African Journal of Food, Agriculture, Nutrition and Development

Ill health and agricultural production: Evidence from Kogi State of Nigeria

Authors: U Onuche, HI Opaluwa, MH Edoka

Journal: African Journal of Food, Agriculture, Nutrition and Development

This study was carried out to analyse the impact of ill health on agricultural outputs in rural areas of Kogi state, central Nigeria. The motivation derives from the fact that rural areas which are strategically important for national food security are more prone to health hazards as a result of the poor nature of health services arising partly from neglect by government. The objectives were to present the socioeconomic characteristics of the rural farm households and identify the prevailing health and agricultural  production nexus in the area. The use of multistage random sampling procedure was employed in the selection of 263 rural households for questionnaire administration in order to elicit relevant data related to their farming enterprises and health. The use of descriptive statistics and  production function analysis were employed.

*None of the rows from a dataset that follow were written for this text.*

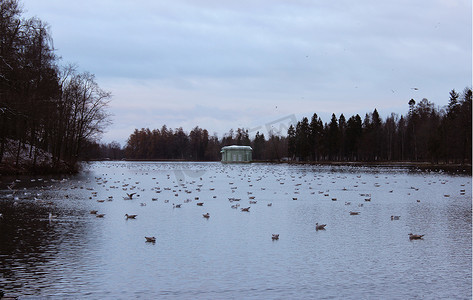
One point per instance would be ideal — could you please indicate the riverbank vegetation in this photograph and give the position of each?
(425, 134)
(44, 107)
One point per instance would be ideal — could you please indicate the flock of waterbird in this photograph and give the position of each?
(181, 189)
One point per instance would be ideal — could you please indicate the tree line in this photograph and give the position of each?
(426, 133)
(42, 104)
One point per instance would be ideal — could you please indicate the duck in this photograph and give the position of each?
(320, 227)
(415, 236)
(130, 196)
(150, 239)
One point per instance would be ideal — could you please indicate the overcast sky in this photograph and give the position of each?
(229, 64)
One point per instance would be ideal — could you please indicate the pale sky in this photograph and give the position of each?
(228, 64)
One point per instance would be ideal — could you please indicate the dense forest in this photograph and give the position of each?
(44, 107)
(425, 134)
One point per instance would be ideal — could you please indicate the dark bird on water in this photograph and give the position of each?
(130, 196)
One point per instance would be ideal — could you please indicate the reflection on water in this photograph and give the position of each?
(231, 254)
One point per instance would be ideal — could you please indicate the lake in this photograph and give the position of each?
(231, 254)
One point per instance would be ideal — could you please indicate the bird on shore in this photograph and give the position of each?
(415, 236)
(320, 227)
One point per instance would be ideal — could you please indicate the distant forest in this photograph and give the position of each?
(425, 134)
(49, 107)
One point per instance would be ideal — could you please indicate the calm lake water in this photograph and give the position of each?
(231, 254)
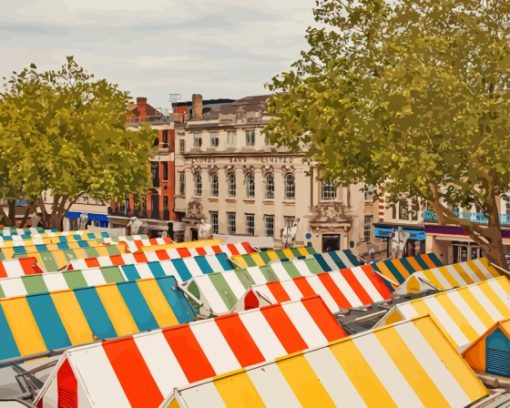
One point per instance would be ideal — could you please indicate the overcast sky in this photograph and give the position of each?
(220, 48)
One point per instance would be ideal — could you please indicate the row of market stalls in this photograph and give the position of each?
(153, 323)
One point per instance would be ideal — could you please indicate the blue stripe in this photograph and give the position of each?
(48, 321)
(175, 297)
(204, 265)
(137, 306)
(130, 272)
(8, 347)
(182, 269)
(95, 313)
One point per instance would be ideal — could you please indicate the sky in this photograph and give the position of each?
(153, 48)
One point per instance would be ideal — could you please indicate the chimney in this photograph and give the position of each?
(196, 106)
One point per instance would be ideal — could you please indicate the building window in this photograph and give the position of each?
(290, 187)
(214, 184)
(231, 181)
(213, 216)
(269, 191)
(328, 190)
(197, 140)
(165, 171)
(182, 183)
(250, 185)
(250, 224)
(231, 223)
(367, 228)
(215, 140)
(269, 225)
(250, 137)
(231, 139)
(197, 179)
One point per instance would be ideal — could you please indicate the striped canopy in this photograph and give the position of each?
(139, 371)
(341, 290)
(266, 257)
(462, 314)
(159, 255)
(406, 365)
(398, 270)
(450, 276)
(51, 321)
(56, 260)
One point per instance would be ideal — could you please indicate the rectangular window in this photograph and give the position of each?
(269, 225)
(250, 137)
(213, 216)
(250, 224)
(215, 140)
(367, 229)
(231, 223)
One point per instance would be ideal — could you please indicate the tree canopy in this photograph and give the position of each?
(408, 95)
(63, 131)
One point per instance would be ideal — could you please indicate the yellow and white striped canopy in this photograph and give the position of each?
(409, 364)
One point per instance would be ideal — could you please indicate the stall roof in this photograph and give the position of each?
(409, 364)
(140, 370)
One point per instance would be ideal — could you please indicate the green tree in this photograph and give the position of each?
(63, 131)
(411, 96)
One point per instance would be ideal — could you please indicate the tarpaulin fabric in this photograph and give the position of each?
(398, 270)
(405, 365)
(341, 290)
(266, 257)
(462, 314)
(449, 276)
(141, 370)
(56, 260)
(51, 321)
(219, 292)
(161, 255)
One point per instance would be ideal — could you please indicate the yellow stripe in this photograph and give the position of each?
(361, 375)
(452, 361)
(72, 317)
(157, 303)
(117, 310)
(304, 382)
(403, 358)
(238, 391)
(23, 326)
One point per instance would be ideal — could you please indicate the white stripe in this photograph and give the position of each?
(262, 334)
(161, 361)
(215, 347)
(386, 371)
(272, 387)
(433, 365)
(305, 325)
(334, 379)
(93, 369)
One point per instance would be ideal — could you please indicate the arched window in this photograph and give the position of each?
(269, 191)
(290, 187)
(214, 184)
(250, 185)
(231, 181)
(197, 179)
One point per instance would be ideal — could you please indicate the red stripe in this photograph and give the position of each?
(278, 292)
(334, 290)
(324, 319)
(240, 341)
(67, 386)
(189, 353)
(376, 281)
(284, 328)
(356, 286)
(132, 372)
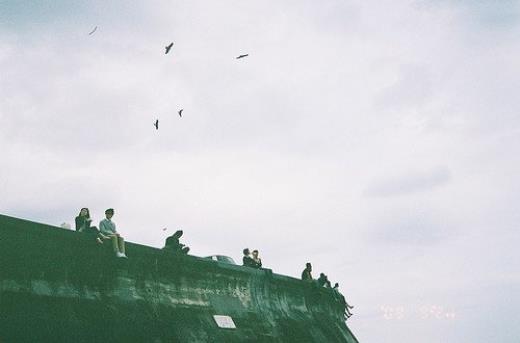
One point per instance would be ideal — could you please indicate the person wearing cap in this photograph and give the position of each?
(247, 260)
(257, 261)
(172, 243)
(306, 274)
(108, 228)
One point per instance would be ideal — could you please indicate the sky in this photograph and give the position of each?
(378, 140)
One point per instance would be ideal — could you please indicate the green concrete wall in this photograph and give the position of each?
(58, 286)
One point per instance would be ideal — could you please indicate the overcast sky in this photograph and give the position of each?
(378, 140)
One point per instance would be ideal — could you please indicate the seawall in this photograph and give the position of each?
(57, 285)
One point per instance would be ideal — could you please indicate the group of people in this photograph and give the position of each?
(323, 281)
(107, 230)
(251, 259)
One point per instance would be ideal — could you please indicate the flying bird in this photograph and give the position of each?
(91, 32)
(168, 47)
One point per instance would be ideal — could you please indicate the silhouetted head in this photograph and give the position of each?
(109, 213)
(84, 212)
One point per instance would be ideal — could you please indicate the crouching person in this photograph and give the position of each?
(108, 228)
(172, 244)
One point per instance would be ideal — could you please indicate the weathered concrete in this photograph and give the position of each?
(58, 286)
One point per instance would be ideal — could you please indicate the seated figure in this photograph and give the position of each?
(172, 243)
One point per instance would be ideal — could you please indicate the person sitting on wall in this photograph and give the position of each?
(247, 260)
(108, 228)
(306, 274)
(342, 301)
(323, 281)
(257, 261)
(83, 222)
(172, 243)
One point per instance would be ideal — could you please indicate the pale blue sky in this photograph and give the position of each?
(377, 139)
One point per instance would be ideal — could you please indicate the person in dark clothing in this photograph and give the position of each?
(341, 299)
(247, 260)
(257, 261)
(172, 243)
(306, 274)
(323, 281)
(83, 222)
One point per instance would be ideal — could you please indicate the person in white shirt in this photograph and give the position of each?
(108, 228)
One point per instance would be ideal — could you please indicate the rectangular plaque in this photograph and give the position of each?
(225, 322)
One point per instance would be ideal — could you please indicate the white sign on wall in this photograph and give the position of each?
(225, 322)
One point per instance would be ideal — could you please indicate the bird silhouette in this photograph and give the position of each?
(168, 47)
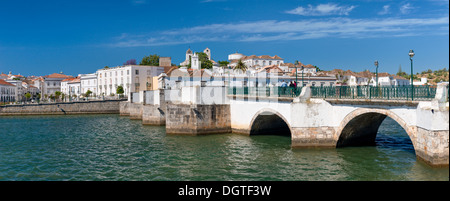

The study revealed that the  average age of the household heads was 46.4 years while the average household size was 6.5 persons. Also, the average farm size was 1.43 ha and the average number of years of formal education was found to be
7.4. Furthermore, the study revealed that the most prominent disease conditions affecting farm families were malaria fever, typhoid fever and diarrhea and these led to an average of 8.2 days reduction in time  available for farm work in a farming season. Result from the production function analysis revealed that the elasticities of farm size (0.419), family size (0.099), number of contacts with extension staff (0.018), labour  (0.012) and naira amount of credit accessed (0.25) were positively signed and significant at 1%, 10%, 1%, 5% and 1% respectively; while number of days of farm work lost to ill health was negatively signed (- 0.09) and significant at 5%. Findings suggest that focusing on number of days of farming activities lost to ill health in a household might help elicit a clearer picture of the effect of transient ill health on agricultural production. More research and development effort in the provision of and accessibility to health care in the rural areas in order to reduce the incidence of diseases are recommended. Such efforts should also include the provision of adequate health and environmental education for the rural population as the most common ailments discovered in the study area are actually hygiene and environment related.